Did you know that the tender, sweet stems of forced rhubarb actually squeak as they grow in the darkness? This is due to the rapid rate at which they grow, sometimes as much as an inch per day. All this squeaking, popping, and creaking makes for sweeter rhubarb, or at least that is what I'm told. Ryan's Rhubarb, a fourth-generation grower in Oldtown, Co Dublin, is the premier league of forced rhubarb growers in Ireland.
Last year we made sorbet, jam, tarts and pies with their rhubarb. We even made rhubarb and meadowsweet vinegar from the trimmings. Rhubarb vinegar is great with roasted white fish, such as monkfish or cod.
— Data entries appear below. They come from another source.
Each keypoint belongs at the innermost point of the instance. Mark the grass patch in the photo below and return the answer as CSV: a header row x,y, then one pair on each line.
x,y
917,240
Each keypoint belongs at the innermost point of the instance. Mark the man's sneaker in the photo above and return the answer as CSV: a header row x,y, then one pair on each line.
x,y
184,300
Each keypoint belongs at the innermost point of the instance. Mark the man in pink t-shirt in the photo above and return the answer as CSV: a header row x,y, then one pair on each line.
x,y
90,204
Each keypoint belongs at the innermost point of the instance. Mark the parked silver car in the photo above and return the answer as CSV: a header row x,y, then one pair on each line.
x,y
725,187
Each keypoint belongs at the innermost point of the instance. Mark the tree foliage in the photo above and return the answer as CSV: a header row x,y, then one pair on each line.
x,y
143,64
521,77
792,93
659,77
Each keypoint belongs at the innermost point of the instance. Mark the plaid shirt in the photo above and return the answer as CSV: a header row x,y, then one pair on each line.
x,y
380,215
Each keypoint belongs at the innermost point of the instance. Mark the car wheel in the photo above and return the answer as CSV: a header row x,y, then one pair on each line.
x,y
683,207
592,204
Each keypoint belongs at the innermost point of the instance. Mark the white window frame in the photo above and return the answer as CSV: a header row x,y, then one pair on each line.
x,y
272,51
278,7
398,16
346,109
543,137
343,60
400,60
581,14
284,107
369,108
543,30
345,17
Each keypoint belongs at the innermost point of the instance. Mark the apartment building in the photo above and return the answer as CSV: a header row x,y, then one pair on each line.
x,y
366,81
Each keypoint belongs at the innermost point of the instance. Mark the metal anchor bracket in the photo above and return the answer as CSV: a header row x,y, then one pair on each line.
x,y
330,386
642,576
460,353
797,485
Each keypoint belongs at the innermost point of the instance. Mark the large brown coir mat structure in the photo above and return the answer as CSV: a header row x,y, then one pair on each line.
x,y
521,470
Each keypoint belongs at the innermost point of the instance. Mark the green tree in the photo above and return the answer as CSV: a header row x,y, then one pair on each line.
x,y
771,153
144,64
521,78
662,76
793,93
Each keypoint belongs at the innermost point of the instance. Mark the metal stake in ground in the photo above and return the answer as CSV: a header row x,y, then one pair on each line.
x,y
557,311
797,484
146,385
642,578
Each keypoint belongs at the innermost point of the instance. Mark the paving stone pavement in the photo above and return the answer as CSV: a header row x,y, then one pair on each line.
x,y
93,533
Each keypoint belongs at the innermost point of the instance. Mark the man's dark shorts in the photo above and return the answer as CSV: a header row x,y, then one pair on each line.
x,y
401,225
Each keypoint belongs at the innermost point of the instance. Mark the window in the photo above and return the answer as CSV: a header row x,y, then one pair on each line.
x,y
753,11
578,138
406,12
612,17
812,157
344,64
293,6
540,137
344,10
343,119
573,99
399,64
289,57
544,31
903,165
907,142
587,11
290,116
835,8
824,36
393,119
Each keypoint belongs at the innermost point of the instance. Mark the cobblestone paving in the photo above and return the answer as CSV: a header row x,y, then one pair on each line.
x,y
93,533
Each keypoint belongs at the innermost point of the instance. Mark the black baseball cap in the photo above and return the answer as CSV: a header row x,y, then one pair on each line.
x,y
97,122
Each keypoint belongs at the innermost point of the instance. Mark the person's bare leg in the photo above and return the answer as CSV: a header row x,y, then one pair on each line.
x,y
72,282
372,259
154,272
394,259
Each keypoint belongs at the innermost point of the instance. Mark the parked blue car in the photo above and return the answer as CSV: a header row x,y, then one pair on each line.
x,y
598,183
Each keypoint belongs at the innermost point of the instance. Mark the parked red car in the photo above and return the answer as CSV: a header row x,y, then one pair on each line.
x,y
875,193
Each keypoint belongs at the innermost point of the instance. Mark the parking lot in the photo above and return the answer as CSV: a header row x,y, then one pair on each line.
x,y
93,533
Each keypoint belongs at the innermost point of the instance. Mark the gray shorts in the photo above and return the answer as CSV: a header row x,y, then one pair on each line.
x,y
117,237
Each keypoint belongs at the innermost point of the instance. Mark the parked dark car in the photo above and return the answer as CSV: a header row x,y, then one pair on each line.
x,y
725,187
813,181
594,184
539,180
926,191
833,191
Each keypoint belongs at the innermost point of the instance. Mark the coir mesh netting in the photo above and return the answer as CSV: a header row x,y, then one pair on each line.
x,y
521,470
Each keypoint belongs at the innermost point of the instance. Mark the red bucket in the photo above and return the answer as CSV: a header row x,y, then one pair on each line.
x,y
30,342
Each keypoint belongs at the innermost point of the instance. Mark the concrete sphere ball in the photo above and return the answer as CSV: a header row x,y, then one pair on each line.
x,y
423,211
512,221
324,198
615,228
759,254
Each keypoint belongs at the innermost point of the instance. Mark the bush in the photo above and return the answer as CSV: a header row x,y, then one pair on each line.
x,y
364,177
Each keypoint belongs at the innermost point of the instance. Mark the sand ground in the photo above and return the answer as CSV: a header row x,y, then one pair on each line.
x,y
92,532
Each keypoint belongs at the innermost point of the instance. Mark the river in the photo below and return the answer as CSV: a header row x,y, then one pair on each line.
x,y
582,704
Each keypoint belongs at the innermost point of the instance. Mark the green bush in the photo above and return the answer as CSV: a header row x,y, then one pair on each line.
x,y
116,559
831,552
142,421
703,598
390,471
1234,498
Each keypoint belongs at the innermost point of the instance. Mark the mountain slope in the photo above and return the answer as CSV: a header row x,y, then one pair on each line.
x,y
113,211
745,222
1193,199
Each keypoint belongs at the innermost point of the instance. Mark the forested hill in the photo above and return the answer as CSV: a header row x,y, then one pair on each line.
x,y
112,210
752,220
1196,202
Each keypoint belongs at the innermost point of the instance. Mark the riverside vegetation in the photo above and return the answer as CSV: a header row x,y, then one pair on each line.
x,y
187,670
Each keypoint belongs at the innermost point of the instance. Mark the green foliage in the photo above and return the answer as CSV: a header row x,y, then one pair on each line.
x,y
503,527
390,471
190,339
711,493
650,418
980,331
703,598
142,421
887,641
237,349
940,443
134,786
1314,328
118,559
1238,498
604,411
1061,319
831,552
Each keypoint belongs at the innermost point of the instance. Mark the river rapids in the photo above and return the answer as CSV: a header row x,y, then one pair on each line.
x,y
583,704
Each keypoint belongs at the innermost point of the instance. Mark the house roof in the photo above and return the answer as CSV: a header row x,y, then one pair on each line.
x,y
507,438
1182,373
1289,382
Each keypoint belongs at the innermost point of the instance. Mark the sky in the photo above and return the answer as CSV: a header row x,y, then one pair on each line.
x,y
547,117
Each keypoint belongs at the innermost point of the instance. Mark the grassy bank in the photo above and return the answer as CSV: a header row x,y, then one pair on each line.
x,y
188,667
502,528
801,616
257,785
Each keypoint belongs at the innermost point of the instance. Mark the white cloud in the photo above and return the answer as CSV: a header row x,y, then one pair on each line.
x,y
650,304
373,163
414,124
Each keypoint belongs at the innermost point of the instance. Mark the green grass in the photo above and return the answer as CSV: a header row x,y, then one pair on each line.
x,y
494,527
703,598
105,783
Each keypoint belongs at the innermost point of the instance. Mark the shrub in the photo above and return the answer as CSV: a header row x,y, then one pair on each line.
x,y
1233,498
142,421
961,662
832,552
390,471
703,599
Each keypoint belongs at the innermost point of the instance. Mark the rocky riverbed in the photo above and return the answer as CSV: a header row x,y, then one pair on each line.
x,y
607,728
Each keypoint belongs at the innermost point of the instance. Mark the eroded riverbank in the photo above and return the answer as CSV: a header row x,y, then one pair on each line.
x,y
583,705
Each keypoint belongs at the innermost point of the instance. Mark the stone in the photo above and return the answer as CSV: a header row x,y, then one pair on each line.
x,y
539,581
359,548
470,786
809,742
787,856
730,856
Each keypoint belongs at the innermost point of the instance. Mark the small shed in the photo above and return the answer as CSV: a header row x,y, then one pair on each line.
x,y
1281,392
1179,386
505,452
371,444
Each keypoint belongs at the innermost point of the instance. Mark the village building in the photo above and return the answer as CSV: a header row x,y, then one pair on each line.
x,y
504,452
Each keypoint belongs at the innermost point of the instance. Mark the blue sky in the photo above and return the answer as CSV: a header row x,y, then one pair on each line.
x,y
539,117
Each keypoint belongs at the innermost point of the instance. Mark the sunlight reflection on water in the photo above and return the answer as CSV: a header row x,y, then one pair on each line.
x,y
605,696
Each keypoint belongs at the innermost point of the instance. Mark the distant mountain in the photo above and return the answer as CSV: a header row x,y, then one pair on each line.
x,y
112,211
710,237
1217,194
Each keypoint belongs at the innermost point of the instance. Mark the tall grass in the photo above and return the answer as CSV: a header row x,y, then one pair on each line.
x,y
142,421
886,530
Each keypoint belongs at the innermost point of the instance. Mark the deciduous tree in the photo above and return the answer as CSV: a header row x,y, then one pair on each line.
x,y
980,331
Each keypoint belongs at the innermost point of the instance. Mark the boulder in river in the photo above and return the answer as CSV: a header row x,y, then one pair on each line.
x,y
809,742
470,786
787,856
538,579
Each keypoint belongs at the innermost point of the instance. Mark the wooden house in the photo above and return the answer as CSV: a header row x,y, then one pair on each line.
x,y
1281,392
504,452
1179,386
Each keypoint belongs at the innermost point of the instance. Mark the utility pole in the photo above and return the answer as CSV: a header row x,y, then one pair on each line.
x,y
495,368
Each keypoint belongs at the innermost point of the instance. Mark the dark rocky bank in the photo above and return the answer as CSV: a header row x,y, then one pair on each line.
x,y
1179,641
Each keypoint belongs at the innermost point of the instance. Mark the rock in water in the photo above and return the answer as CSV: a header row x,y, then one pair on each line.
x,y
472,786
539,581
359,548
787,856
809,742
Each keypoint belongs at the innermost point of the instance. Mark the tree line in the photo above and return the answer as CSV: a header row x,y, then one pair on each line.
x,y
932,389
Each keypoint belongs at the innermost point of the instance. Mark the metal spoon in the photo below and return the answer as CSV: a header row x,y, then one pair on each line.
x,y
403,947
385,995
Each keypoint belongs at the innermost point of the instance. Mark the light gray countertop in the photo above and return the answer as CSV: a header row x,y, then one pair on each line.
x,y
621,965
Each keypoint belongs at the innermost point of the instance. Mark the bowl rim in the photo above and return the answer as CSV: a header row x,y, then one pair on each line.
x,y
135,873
To make rhubarb vinegar, take your rhubarb trimmings (not the leaves) and cover with 200ml of white white vinegar. Add 100ml of water and 50g of sugar. At this stage you can add any other flavour you would like present in the vinegar, either seaweed (dillisk), dried wild herb (meadowsweet), fresh herb (dill) or spice (juniper or star anise). Bring to the boil and simmer until the rhubarb is soft. Pour into a suitable container and allow to cool. Leave to macerate for four to five days and then strain. Keep the vinegar in a cool, dark place or in your fridge. Use instead of lemon juice when seasoning fish or to increase the acidity of a dish.
To make rhubarb sorbet
To my mind, rhubarb pairs perfectly well with dillisk, but by all means leave it out and add another flavouring (from vanilla to ginger). For the sorbet, place 500g of chopped rhubarb in a pot with 250ml of water and 125g of sugar. I like to add a teaspoon of carrageenan (dried seaweed) as it acts as a stabiliser. You can use two gelatine leaves if you can’t source any.
To this mix, add two teaspoons of dillisk. Bring to the boil and simmer until the rhubarb is soft. Blend and then strain. Freeze in an ice-cream machine or alternatively place in the freezer and whisk every 30 minutes until the mixture is frozen. Remove from the freezer 30 minutes before serving.